The pro-Erdogan Takvim newspaper said that, with his speech, Erdogan had signalled the impending start of a military operation east of the Euphrates River in Syria.

Even in his first comments after local elections March 31, Erdogan had said that Turkey faced the task of “clearing away terrorist structures east of the Euphrates and [the city of] Manbij, bringing order to Syria and making sure [Syrian] refugees can return home.”

Starting last year, the Erdogan government has pushed a plan to set up a buffer zone under its control in north-eastern Syria. The YPG, a partner of the United States in the fight against the Islamic State, opposes the Turkish plan because it would force Kurdish fighters to withdraw from Kobane and other cities on the Turkish border.

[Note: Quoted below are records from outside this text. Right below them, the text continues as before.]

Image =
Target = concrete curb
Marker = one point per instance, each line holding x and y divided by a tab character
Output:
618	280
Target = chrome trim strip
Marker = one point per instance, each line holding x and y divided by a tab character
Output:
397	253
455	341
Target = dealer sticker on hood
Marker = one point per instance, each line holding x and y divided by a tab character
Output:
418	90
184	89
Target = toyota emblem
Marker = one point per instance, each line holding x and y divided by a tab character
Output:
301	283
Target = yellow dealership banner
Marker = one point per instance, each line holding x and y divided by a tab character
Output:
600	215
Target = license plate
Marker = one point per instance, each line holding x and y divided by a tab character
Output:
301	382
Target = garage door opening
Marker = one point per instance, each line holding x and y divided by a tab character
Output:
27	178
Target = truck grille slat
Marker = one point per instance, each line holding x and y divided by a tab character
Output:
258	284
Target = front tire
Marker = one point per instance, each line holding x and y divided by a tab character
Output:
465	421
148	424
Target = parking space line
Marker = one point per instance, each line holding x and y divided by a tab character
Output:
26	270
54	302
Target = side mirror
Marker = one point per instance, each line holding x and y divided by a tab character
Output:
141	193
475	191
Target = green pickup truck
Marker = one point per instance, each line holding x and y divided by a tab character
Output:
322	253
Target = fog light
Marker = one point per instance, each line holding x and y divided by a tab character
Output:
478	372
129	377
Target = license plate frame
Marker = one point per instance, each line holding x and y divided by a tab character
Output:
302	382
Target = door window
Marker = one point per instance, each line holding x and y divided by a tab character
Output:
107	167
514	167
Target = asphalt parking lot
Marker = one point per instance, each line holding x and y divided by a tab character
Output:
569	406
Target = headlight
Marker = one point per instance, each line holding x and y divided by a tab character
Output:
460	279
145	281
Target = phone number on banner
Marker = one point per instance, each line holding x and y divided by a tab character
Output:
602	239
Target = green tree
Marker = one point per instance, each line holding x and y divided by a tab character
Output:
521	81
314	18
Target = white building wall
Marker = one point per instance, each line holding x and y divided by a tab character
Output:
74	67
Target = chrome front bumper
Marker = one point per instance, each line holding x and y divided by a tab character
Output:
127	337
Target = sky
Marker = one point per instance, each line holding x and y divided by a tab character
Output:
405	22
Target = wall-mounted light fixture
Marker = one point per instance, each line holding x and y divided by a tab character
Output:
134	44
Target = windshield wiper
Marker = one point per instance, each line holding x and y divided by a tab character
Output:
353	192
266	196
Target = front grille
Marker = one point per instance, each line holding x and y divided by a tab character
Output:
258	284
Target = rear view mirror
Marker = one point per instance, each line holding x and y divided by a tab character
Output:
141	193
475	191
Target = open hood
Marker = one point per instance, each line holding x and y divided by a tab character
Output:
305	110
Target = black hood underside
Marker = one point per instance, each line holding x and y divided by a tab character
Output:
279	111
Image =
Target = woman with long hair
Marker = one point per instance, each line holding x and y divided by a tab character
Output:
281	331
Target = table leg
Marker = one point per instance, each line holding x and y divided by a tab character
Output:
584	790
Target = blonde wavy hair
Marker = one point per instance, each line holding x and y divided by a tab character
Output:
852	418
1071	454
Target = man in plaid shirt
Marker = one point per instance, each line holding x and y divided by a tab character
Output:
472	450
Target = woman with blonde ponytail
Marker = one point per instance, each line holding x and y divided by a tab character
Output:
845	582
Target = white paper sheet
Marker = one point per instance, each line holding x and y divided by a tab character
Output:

Turkey has staged two previous interventions into Syria west of the Euphrates, in Jarabulus in 2016 and in Afrin last year, occupying territory previously held by the YPG.

Observers said the Afrin operation was a step by the government to boost support for Erdogan ahead of parliamentary and presidential elections that took place a few months after the intervention.

Some say a new operation east of the Euphrates could serve a similar purpose in case Erdogan wants a rerun of local elections in Istanbul after his party’s narrow defeat in the city March 31. No decision for a rerun has been announced.

Erdogan’s announcements about a forthcoming push into north-eastern Syria came as relations between the government and the legal Kurdish party in Turkey deteriorated.

Acting on a complaint by Erdogan’s Justice and Development Party (AKP), the Supreme Electoral Council in Ankara disqualified half a dozen freshly elected mayors from the pro-Kurdish Peoples’ Democratic Party (HDP). The mayoral posts that were to be filled by HDP politicians will be held by AKP representatives.

Mehmet Tiryaki, an HDP representative on the election board, said the decision against his party was against the law. The move against the HDP mayors was “a political decision,” Tiryaki said by telephone.

Syrian Kurdish leader Salih Muslim said Turkey’s attitude towards the Kurds made talks with Ankara impossible.

“Turkey views us as terrorists and it continues to threaten Kurds in south-eastern Turkey as well as northern Syria,” Muslim, a former chairman of the Democratic Union Party, the YPG’s political mother organisation, told Kurdistan24, a broadcaster in northern Iraq.

“Unless Turkey changes its view on the Kurdish people, I don’t believe there can be an opportunity for dialogue,” he said.